Children and teenagers share impact of pandemic in new report

Branwen JeffreysEducational editor And
Erica Witerington
BBCWhen the locking started, his university student Sam lived with his mother because his family left.
Then his father died unexpectedly and felt him “something stolen”.
Experience, one of many people COVİD-19 Public Investigation It is prepared to look at the effect of pandema on children and young people.
A new report – It is seen only by the BBC – During the PANDEM, 600 people under the age of 18 contain the individual accounts of the age.
In addition to the happy memories of the time spent with your family, the effect of disruptions on online schools involves social isolation and loss of relatives.
The investigation will begin to hear evidence on these issues as of Monday, September 29th.
‘I lost a relationship’

Wigan was 12 years old during the first locks, and he said he had difficulty understanding the rules that prevent him from spending more time with his father.
His father’s death fought regrets for “lost a relationship” because of the isolation of his father’s death.
Orum I feel deeply stolen from me, or he says.
“But I know the procedures we need to go through are right. It was a bad situation.”
Now 17, Sam’s flexibility was unfortunately more tested after the loss of his mother, who recently died of cancer.
However, Sam says that the power he built during Covid helps him to give him “just crested tools”.
‘Trying to catch lost moments’
Kate Eisenstein, a part of the team leading the investigation, says its pandemin is a “set of conditions that change life” for children and young people living in it.
The effect of the pandema put forward in the witness is largely varied and contains happier memories of those who develop online learning in safe houses.
Other accounts catch the fears of children in fragile families without mental health problems or domestic violence.
Some define the destructive sudden loss of parents or grandmothers and grandfather, followed by the online or physically distant funerals.
For family members who were lost during their sponge, grief is an experience shared with Sam’s College classmates.
Student Ella, BBC’ye during the Covid’s grandfather during the Covid’s grandmother said to spend more time with the grandmother, he said.
It is one of the ways that Ella says he was trying to “capture missing moments” during Covid.
Living online
A almost universal experience for children living throughout the pandem was the shifting of most of life to online platforms.
This allowed the maintenance of family connections and friendships, Mrs.

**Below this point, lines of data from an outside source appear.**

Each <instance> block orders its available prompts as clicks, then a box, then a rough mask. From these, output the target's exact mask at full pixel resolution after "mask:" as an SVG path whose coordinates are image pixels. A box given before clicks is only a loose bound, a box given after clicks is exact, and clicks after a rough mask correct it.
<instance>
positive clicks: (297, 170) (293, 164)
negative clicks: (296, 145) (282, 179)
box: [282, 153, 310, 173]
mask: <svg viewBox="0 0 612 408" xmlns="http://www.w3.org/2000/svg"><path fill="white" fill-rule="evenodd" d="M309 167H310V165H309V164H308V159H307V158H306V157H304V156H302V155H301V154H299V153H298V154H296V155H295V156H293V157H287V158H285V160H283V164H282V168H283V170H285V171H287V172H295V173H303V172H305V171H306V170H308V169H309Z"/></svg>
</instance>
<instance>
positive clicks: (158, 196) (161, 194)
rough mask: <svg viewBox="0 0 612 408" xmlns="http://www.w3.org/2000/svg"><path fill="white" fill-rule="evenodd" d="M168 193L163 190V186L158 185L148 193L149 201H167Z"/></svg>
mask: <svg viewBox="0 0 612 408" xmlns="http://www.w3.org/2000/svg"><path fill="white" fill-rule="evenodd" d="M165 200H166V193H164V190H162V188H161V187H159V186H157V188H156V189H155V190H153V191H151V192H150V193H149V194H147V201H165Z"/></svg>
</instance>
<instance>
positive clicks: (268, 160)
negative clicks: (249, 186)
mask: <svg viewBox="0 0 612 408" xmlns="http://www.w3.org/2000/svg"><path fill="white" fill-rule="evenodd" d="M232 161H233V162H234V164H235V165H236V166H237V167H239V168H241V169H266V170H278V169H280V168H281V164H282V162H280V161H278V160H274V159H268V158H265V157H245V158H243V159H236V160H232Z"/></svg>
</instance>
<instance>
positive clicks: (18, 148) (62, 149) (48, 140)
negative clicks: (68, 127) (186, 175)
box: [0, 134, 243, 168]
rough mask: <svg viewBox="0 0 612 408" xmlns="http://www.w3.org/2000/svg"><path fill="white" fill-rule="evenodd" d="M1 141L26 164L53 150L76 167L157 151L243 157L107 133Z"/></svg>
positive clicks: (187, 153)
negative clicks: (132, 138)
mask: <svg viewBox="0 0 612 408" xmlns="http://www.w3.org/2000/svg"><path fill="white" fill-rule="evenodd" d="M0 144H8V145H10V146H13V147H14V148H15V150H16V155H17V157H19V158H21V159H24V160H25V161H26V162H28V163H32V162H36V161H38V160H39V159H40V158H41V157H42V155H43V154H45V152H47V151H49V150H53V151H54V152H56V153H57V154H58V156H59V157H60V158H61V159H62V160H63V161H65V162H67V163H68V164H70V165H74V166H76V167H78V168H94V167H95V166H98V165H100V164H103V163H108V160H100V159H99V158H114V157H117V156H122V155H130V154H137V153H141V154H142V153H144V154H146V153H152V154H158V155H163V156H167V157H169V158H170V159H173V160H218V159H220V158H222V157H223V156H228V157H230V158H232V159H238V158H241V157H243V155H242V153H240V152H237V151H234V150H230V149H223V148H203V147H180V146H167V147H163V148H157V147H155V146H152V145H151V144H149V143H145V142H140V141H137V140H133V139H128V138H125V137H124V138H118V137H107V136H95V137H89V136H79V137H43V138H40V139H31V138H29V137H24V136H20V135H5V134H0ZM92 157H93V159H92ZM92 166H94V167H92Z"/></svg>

Eisenstein said some children had darker experiences, spent up to 19 hours a day online and left them “really anxious”.
“Some told us how they began to compare body images online, how video games and social media move away from their education.” He said.
The most worrying is that the risk of adults who want to exploit online young children online, including accounts, naked images and inappropriate messages, has increased.
Both positive and stressful remarkable experiences increase what it describes as “an unseen idea to the inner world of children”.
Aaliyah, a student in Winstanley College near Wigan, says that his social isolation at the age of 11 causes his social media to change his self -confidence.
“With the content I see online, he says, ‘I can change it about myself’ or ‘I don’t really like myself,’ ‘he says.
Permanent effects

The investigation is also expected to hear the experiences of children living with long Covid, such as 16 -year -old Avalyn, who got sick with a virus in October 2021.
As schools began to return to normal, Avelyn was fighting a deep and weakening fatigue and finally left school for home education.
It took a year to get an official diagnosis about long Covid and expert advice.
“I enjoyed being at school, I enjoyed being social and seeing people, and then suddenly it was taken very quickly from me, Av says Avalyn.
A long time ago, Avalyn says he was sporty in primary school and enjoyed the aerobatic.
Like many other children, Avalyn has shown determination and flexibility to achieve things that may not be too difficult in other conditions, and now he has passed four GCSE.
Im I knew I wanted to do GCSE to prove myself, especially I knew I still had the ability to do what everyone was doing, or he says.
He still goes to a stage of stage arts, which allows him to join as much or less he can manage.
Avalyn confesses to “strange to say”, but in some respects he has long Covid because of his long spells at home because he has long Covid.
He wrote two children’s books, illustrated and published himself and spent more time for his art.
Although the next way is not simple, he says he is optimistic about finding a way to work and entering.
The investigation plans to hear evidence of the influence of children and young people for four weeks between 29 September – 23 October.